I’ve finally decided to mess around with lighting in the game project I have, but I’d like to ask for some advice from the people that have done this already. One of my main issues with reading existing code examples is breaking the light maths down in to its constituent components (examples seem to contain all three together), those being

  • Lighting Types (Point / Spot / Direction etc
  • Shading Types (Flat / Gourard etc
  • Illumination Types (Blinn Phong / Cook Torrance / Lambert / etc)

With the meta data being material information (ambient / diffuse / specular / shininess)

For this post I am not asking for examples of implementing the above, I can read up on that myself. What I would like some help on is working out the generic inputs to those component and the outputs of those components. Once I have this I can create a framework for plugging in the various lighting / shading / illumination types.

This is my current view on things

Light Type : - Inputs : Normals, Normal Matrix, Light Position
Outputs : ??
Shading Type - Inputs : ??
Outputs : ??
Illumination Type - Inputs : Material properties, ??
Outputs : Color

As you can see I don’t really know much ;D I think understanding the complete picture will make implementing the algorithms much easier.

Assuming you’re using OpenGL (You mentioned shading) the way for structuring lighting commonly falls under two methods: deferred shading and forward shading.

See the first answer here:

For forward rendering see: www.opengl-tutorial.org/beginners-tutorials/tutorial-8-basic-shading/
For deferred rendering see: http://www.codinglabs.net/tutorial_simple_def_rendering.aspx

Scene Graphs
As for how to structure it code-wise, people always say that scenegraphs break-down when doing ‘real game dev’ but I disagree! You should implement a scenegraph system in your game but DONT use it as an end all for entity systems. Instead use it as a sort of ‘render graph’, and JBullet for a ‘physics system’, then a real 3D entity system like Ashley for everything else.

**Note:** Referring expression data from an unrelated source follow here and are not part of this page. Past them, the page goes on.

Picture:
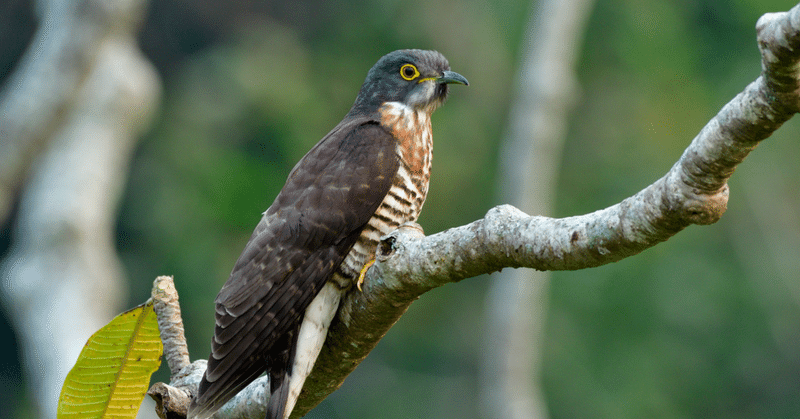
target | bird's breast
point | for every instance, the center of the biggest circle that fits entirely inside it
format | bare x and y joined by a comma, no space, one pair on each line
403,203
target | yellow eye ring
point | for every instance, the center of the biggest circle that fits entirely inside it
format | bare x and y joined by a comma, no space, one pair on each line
409,72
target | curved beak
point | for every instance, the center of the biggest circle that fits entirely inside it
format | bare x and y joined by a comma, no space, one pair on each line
450,77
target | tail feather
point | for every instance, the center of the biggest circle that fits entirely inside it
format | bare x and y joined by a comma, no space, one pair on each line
276,406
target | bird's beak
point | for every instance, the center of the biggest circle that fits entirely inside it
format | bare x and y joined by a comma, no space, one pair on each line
449,77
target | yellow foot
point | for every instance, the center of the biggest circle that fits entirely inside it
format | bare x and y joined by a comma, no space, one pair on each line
363,273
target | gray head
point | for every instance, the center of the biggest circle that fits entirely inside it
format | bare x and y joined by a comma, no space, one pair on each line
414,77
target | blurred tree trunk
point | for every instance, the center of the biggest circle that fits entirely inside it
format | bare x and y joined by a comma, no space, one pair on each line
70,117
517,302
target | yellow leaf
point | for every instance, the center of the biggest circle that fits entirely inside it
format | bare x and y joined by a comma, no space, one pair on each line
113,372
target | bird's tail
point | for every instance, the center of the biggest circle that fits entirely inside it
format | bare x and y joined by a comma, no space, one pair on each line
276,406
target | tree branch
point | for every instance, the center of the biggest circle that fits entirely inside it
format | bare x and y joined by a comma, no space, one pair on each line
694,191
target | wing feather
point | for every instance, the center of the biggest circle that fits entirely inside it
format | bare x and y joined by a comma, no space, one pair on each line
302,238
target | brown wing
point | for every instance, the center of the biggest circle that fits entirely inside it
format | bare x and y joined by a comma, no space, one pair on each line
302,238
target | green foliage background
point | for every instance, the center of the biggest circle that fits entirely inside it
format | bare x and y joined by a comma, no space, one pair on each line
702,326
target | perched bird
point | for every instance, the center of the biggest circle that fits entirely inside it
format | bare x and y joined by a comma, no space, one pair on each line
361,181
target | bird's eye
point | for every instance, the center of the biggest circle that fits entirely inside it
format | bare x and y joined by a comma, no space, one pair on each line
409,72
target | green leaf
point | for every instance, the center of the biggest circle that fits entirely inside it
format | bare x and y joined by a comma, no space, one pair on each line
113,371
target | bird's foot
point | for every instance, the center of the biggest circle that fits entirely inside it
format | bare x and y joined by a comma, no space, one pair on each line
363,274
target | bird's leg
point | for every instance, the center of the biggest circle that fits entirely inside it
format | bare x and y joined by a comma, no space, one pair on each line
363,273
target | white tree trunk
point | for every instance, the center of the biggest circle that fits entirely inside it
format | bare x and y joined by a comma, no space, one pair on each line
84,93
516,308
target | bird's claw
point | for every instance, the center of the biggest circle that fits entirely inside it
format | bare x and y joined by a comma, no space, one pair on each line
363,274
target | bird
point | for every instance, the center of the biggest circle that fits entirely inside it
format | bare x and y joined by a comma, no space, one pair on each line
365,178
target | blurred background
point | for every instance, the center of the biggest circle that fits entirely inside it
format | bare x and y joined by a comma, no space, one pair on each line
705,325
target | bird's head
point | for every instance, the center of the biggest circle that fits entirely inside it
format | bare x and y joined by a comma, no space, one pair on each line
416,78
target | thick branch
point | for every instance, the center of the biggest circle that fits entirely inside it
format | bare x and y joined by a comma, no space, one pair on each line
694,191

Every entity has access to the render graph and physics system so they can add / remove however they please but it’s never good practice to require them.

Structuring lights
Finally, you usually organize lights as scenegraph nodes and have their position + direction transformed by their parent’s just like any scenenode would inherit the transform of it’s parent.
There’s many ways of defining an object/models material properties, the material should consist of normal maps, ambient texture maps, specular maps, and many others. Usually it’s best to have each model define them before they’re rendered on their own.

Speeding up small, object lights
If you want to take it a step further you can add functionality where the light only renders it’s children, which is super cool to do if you want some nodes to only render on one object, like lights on a character.

Speeding up shadow maps:
Add two different root nodes, one for dynamic objects and one for the static objects. The dynamic objects are rendered to a low-res shadow map every frame for each light, and the static ones are only rendered every time there’s a change in the configuration of it’s child nodes.

I may have some old code laying around, PM me if you’d like some help with this as I’ve had a little experience with lighting stuffs.

Ecumene

Thanks, there is a lot of good information there. For the scene graph points, I am already using a scene graph for rendering and already have an idea for how to integrate light in to that. What you have said though does provoke some other thoughts which I will take in to consideration when I get to that phase.

You are correct in thinking I am going to use opengl, but my questions are implementation independent. At the moment I am less interested in how to do it, I want to understand what information in required for each component and what information comes out. Example lighting types would require light position and other similar properties depending on the actual type, is the resulting output an intensity value? Its this type of information I would like. I’ve read a fair bit but all the examples I see are complete solutions.